Unfortunately, this “confusion” made the book somewhat less enjoyable. But that is not to say that Myths of Light isn’t a good read. Campbell’s conversational style is immensely readable. A great storyteller, he uses stories to explain complicated concepts plainly and simply, and that’s what makes this and his other works so compelling.
One point I think he makes very clear in a direct manner something about the role and nature of religion. Many people today, especially a lot of younger Buddhists, are turned off by talk about the transcendent, the ineffable, the mysterious, and so on.
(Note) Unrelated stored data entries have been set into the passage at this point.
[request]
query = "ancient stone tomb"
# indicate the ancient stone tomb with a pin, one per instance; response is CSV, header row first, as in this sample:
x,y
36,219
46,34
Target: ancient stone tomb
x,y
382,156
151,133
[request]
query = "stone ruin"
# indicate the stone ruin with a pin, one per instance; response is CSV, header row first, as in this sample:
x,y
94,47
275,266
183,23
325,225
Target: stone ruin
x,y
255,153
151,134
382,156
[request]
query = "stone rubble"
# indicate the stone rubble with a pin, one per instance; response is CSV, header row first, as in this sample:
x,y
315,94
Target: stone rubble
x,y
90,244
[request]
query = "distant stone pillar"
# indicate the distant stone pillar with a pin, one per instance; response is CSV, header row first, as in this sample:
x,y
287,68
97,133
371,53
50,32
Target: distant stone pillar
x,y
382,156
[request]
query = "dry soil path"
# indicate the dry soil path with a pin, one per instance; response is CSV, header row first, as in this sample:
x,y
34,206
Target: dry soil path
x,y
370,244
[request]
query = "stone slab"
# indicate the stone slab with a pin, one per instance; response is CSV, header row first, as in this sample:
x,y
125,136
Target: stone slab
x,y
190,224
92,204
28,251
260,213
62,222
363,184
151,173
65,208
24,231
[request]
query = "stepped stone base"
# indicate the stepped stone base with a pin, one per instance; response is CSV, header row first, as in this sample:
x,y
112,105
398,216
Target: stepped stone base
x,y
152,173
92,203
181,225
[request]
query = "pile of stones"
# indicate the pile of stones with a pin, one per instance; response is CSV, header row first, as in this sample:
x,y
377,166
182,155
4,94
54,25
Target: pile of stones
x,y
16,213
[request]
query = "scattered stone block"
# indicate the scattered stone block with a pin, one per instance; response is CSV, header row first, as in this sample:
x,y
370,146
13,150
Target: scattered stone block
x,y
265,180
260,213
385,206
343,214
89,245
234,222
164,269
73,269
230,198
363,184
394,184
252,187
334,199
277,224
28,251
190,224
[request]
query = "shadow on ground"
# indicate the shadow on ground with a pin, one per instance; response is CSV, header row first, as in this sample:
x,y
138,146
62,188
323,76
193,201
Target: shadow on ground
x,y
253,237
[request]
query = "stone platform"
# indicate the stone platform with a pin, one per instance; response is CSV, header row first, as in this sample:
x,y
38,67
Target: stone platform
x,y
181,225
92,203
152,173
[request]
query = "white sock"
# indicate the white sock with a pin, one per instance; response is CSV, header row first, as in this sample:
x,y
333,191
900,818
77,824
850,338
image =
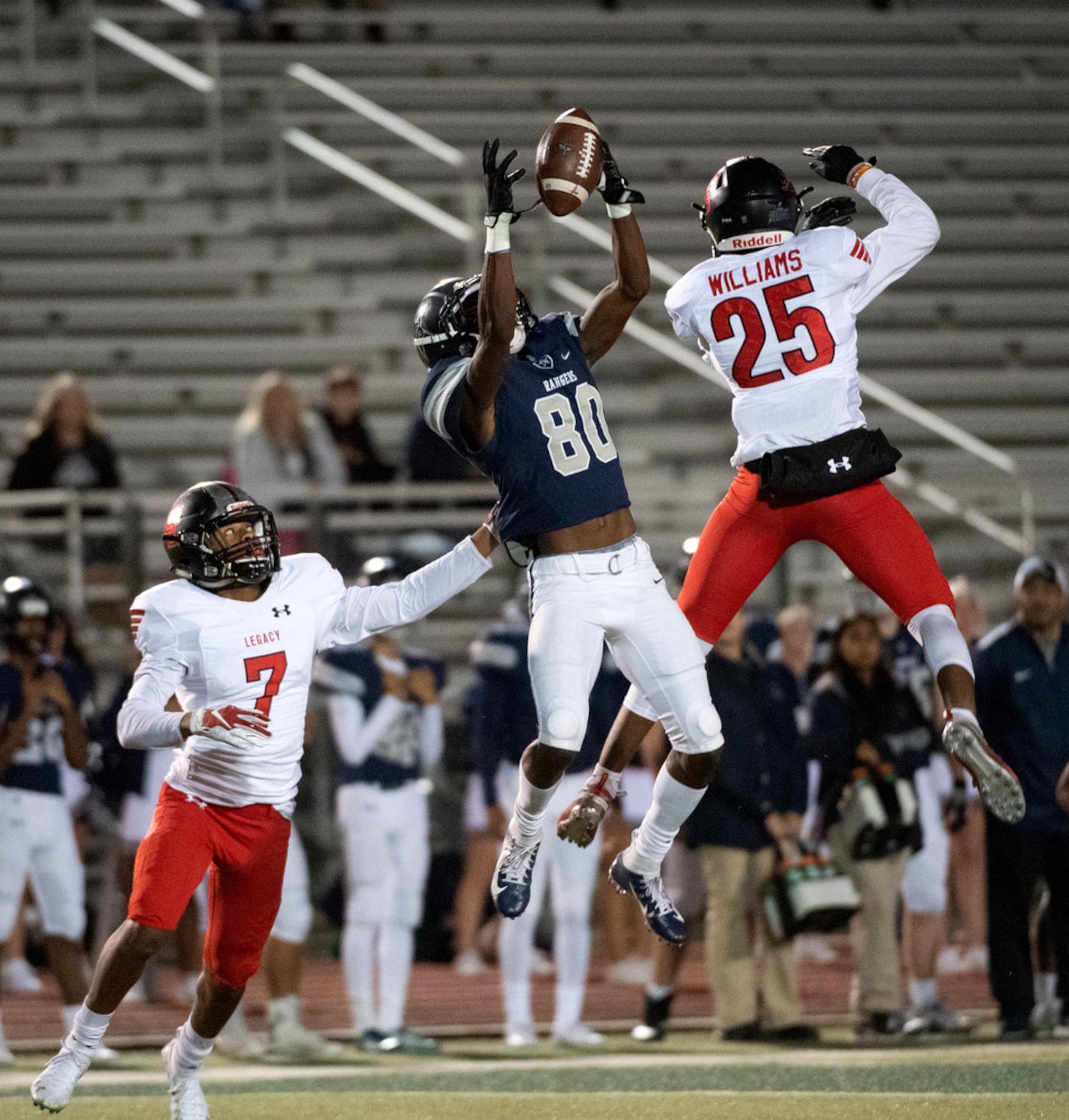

However, Campbell explains that that is the whole point of all religion and spirituality, at least in the East:
[You] are that mystery, but not the “you” that you think you are. The you that you think you are is not it and the you that you can’t even think about is it. The paradox, this absurdity, is the essential mystery of the East.”
Perhaps folks who are bothered by mystery should not try to practice spirituality where the prime intent is to try to penetrate that mystery.
Another interesting clarification Campbell offers:
In Occidental theology, the word transcendent is used to mean outside of the world. In the East, it means outside of thought.
How the East views the transcendent or the eternal is the theme of Myths of Light and overall Joseph Campbell does a good job of exploring the subject. In some respects, the book could serve as an excellent introduction to Eastern philosophy, except for a few problems such as the use of the G-word and the R-word – reincarnation.
The longest chapter in the book is “The Jiva’s Journey.” Jiva is the Sanskrit word for the “reincarnating” entity, the “deathless soul” that “puts on bodies and takes them off, over and over again, as a person puts on and removes clothing.” What he is talking about is rebirth, not reincarnation, which would be the same person putting on and removing clothing – that is not rebirth. I wished Campbell had made a finer point about the distinction between the two, and how Buddhism, in general, rejects the notion of reincarnation.
But you can’t have everything. Elsewhere, Campbell offers a very fine explanation of nirvana:
Nirvana literally means “blown out”; the image is that once one has realized one’s unity with what is called the Buddha mind – this is the Buddhist conception of Brahman – then one’s individual ego is extinguished like a candle flame, and one becomes one with the great solar light . . . But when you get over there, you realize, I was here all the time.”
As I have said many times on this blog, realizing nirvana is not about going to some other place, even though we may use the metaphor of the “yonder shore.” Nirvana is viewing this saha or mundane world differently from how we have viewed it before.
There is this great Buddhist text, the Prajnaparamita Sutra [The Heart Sutra], and its only a very short concise thing of about a page and a half, and it culminates in one line, which is said to be the summary of the whole sense of Mahayana Buddhism. That line goes like this: Aum gottam, Buddha-tam, parigatam, parasangatam. Bodhi!* “Gone, gone, gone to the yonder shore, landed on the yonder shore, illumination!” Hallelujah.
That is the summary of the whole thing. Prajnaparamita: The wisdom of the yonder shore, beyond pairs of opposites. The one who is trying to get away from life to nirvana is still caught in pairs of opposites. But when you get there, you realize that this is it right now.”
Such an important point should be repeated, many times until it penetrates our hard skulls. And there are quite a few important points that Joseph Campbell makes in Myths of Light. A few other things, I could nitpick about, as well. But the good in this book far outweighs anything negative, and whether someone is just beginning to look into Eastern philosophy, which Campbell covers from Jainism to Zen, or whether they are a long time seeker of Asian wisdom, this is a valuable book to have on hand.